Why talking about your childhood still matters
It is one of the most common assumptions about therapy — that a great deal of time will be spent talking about the past. But why? And does it actually help?
Many people arrive at therapy with a quietly held question: does any of this really require going back? Life is full, and the past is the past. What happened, happened. Most people have done their best to move on.
It is a reasonable thing to wonder. And it deserves consideration — because talking about childhood in therapy is not about revisiting pain for its own sake. It is about understanding something that is still very much alive in the present.
The past doesn’t stay in the past
One of the central ideas in psychodynamic therapy is that early experiences — particularly the relationships a person had as a child — leave a lasting imprint. Not as memories that are consciously recalled, but as patterns: ways of relating to others, ways of managing feelings, ways of seeing oneself and the world.
Sometimes these patterns form early, often before a child has the words to describe what they are experiencing. A child who learnt that expressing needs led to rejection may grow into an adult who finds it very difficult to ask for help. A child who felt they had to be perfect to earn love may become someone who is never quite satisfied with themselves, no matter what they achieve.
The past is not carried as a story one tells. It is carried in the way a person moves through life — in what they reach for, what they avoid, and what they find impossible to change.
This is not about blame. Parents do their best with what they have. Circumstances shape families in ways no one chooses. But understanding the emotional environment a person grew up in can help make sense of things that otherwise seem puzzling or frustrating about themselves.
Why insight alone isn’t always enough
There is often an existing sense of where certain patterns come from. Many people have a good deal of self-awareness. And yet, knowing something intellectually and being free of it are different things.
This is one of the reasons that deciding to simply behave differently — to be less anxious, less avoidant, less self-critical — rarely works for long. The patterns that formed in childhood were not formed through thinking. They were formed through experience. And they tend to shift most meaningfully through experience too: through the lived experience of a therapeutic relationship in which something different becomes possible.
What this looks like in therapy
Talking about childhood in psychodynamic psychotherapy is rarely a matter of narrating a life story from the beginning.
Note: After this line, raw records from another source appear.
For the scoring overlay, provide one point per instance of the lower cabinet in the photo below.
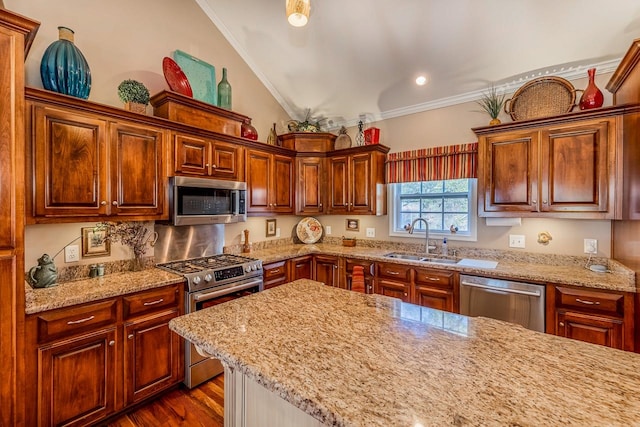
(594, 316)
(86, 362)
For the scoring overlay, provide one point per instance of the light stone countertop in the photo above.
(350, 359)
(532, 267)
(81, 291)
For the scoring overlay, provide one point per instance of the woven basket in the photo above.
(541, 97)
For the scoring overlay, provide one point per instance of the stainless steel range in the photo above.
(212, 280)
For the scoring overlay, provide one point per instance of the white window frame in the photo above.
(472, 236)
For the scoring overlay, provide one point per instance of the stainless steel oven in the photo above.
(210, 281)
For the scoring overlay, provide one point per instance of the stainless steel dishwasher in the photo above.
(516, 302)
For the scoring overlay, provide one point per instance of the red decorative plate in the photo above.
(175, 78)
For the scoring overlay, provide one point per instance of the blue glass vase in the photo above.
(64, 69)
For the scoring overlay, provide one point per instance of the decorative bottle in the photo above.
(64, 69)
(224, 92)
(592, 96)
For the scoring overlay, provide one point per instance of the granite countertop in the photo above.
(532, 267)
(350, 359)
(81, 291)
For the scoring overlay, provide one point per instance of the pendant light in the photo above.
(298, 12)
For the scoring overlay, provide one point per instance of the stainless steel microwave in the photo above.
(197, 201)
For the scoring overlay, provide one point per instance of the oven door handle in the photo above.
(505, 290)
(225, 291)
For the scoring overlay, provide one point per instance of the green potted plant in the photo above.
(492, 103)
(135, 95)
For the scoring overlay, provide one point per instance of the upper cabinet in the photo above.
(562, 167)
(87, 166)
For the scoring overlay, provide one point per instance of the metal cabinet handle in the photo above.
(75, 322)
(581, 301)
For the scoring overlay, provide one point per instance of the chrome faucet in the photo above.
(412, 226)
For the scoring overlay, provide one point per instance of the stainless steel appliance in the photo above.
(516, 302)
(213, 280)
(197, 201)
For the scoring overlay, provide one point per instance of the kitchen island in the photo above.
(348, 359)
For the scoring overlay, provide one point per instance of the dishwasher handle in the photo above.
(505, 290)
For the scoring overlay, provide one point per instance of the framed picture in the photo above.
(271, 227)
(352, 224)
(94, 242)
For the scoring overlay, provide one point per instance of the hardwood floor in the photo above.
(200, 406)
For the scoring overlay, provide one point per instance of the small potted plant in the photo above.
(492, 104)
(134, 95)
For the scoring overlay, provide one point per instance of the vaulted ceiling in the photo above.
(361, 57)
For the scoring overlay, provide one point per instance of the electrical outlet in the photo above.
(590, 246)
(71, 253)
(516, 241)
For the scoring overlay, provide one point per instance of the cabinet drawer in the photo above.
(67, 322)
(149, 301)
(608, 302)
(394, 271)
(441, 279)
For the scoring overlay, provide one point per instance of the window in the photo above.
(443, 203)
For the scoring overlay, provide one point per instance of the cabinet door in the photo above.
(310, 189)
(191, 155)
(76, 379)
(575, 168)
(590, 328)
(338, 185)
(137, 174)
(301, 268)
(282, 184)
(69, 164)
(401, 290)
(326, 270)
(226, 161)
(361, 185)
(509, 182)
(258, 181)
(152, 356)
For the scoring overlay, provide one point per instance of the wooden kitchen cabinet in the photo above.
(87, 166)
(356, 181)
(274, 274)
(269, 179)
(87, 362)
(326, 269)
(301, 268)
(559, 168)
(197, 156)
(311, 185)
(595, 316)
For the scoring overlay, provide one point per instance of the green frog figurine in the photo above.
(44, 274)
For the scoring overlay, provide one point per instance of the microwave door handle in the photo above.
(226, 291)
(505, 290)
It tends to emerge more organically, through what arises in the present, through feelings that surface in the room, through connections that gradually become visible between then and now.
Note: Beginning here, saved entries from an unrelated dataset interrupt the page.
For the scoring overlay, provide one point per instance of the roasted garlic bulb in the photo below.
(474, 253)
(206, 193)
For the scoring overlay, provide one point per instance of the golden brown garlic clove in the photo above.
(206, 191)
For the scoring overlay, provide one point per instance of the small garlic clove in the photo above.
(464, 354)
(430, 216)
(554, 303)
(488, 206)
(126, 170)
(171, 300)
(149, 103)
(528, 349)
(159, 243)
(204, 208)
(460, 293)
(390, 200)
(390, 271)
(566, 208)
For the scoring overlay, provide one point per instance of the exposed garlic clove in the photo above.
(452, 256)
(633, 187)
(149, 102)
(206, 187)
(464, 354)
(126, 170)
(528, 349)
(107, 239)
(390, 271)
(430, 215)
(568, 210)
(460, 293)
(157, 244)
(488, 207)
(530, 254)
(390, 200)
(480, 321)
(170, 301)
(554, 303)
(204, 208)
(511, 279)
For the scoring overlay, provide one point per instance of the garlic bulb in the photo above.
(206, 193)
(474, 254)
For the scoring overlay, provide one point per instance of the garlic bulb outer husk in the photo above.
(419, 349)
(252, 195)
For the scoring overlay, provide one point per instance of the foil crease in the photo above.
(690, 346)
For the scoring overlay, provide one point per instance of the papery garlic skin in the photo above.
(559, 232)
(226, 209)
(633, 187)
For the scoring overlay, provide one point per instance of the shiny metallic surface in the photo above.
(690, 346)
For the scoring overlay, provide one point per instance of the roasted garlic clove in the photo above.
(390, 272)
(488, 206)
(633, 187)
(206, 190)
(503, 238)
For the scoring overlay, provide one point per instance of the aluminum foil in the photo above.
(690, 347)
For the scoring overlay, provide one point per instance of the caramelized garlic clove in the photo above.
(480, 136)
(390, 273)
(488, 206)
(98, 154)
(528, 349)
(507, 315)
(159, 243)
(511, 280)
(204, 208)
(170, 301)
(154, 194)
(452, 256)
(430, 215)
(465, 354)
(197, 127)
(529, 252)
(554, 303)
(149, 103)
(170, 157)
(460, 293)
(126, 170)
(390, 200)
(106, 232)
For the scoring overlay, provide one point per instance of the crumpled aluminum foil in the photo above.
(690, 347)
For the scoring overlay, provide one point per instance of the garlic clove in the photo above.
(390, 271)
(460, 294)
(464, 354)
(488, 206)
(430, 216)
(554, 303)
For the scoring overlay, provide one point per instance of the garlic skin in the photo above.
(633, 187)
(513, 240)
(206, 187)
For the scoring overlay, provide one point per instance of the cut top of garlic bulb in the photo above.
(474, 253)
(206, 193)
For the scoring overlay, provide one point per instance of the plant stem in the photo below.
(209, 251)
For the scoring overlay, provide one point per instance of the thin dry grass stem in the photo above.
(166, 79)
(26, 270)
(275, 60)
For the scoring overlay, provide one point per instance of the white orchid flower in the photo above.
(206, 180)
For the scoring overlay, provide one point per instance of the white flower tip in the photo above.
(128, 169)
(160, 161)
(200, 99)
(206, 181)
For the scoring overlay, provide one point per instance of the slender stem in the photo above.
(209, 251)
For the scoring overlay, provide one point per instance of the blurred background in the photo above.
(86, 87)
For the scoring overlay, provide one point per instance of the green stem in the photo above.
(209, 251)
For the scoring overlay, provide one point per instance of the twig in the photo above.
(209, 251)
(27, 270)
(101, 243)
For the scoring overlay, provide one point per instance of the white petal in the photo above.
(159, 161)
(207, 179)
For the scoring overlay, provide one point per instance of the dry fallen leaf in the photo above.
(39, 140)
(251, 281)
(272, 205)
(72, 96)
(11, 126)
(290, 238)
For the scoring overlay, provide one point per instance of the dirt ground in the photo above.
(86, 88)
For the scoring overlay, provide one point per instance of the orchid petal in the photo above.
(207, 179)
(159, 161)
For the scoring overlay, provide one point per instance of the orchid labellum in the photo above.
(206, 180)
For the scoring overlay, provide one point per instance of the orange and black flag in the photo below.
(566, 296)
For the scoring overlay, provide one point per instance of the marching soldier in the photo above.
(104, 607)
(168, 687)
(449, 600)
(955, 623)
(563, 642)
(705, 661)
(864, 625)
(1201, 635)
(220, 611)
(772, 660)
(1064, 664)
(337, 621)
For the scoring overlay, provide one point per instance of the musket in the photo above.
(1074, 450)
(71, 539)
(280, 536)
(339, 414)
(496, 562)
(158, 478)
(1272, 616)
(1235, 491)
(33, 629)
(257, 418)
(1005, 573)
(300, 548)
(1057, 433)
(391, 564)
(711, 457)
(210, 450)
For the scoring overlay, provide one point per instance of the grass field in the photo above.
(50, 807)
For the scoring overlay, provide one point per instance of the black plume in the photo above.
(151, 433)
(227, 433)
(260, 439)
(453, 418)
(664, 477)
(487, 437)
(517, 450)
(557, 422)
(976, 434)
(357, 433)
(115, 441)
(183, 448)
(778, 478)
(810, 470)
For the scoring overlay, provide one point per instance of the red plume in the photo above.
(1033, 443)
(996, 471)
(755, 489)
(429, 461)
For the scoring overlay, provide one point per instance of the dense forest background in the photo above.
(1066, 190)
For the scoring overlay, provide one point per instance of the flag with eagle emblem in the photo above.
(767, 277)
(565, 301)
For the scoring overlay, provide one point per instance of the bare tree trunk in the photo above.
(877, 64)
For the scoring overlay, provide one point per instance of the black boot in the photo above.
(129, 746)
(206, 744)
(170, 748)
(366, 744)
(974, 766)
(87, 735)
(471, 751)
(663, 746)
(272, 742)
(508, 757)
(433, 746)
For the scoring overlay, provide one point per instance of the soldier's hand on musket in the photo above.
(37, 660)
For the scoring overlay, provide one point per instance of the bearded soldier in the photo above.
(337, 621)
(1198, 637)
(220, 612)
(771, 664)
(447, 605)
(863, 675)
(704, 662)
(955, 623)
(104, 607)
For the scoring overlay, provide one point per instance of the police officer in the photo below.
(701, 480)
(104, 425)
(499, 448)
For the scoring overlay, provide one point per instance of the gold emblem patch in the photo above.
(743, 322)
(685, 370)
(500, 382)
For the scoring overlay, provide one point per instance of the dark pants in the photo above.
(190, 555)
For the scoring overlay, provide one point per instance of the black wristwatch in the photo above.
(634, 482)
Sometimes a passing comment about a parent, or a memory that surfaces unexpectedly, opens something important. Sometimes the way a person relates to their therapist reflects something about earlier relationships and that, too, becomes part of the work.
The aim is never to keep anyone living in the past. It is to make meaning of it well enough that it no longer has as strong of a grip in the present.
A note for those who had difficult childhoods
If the early years were particularly painful, the idea of returning to them can feel daunting — or even unnecessary, especially for those who have worked hard to put distance between themselves and that time. This is something that would always be approached with care and at a pace that feels manageable. No one is asked to go further than they are ready to go.
And often, those who have worked hardest to leave the past behind are the ones who find great relief when they finally have a space to turn towards it safely, with support.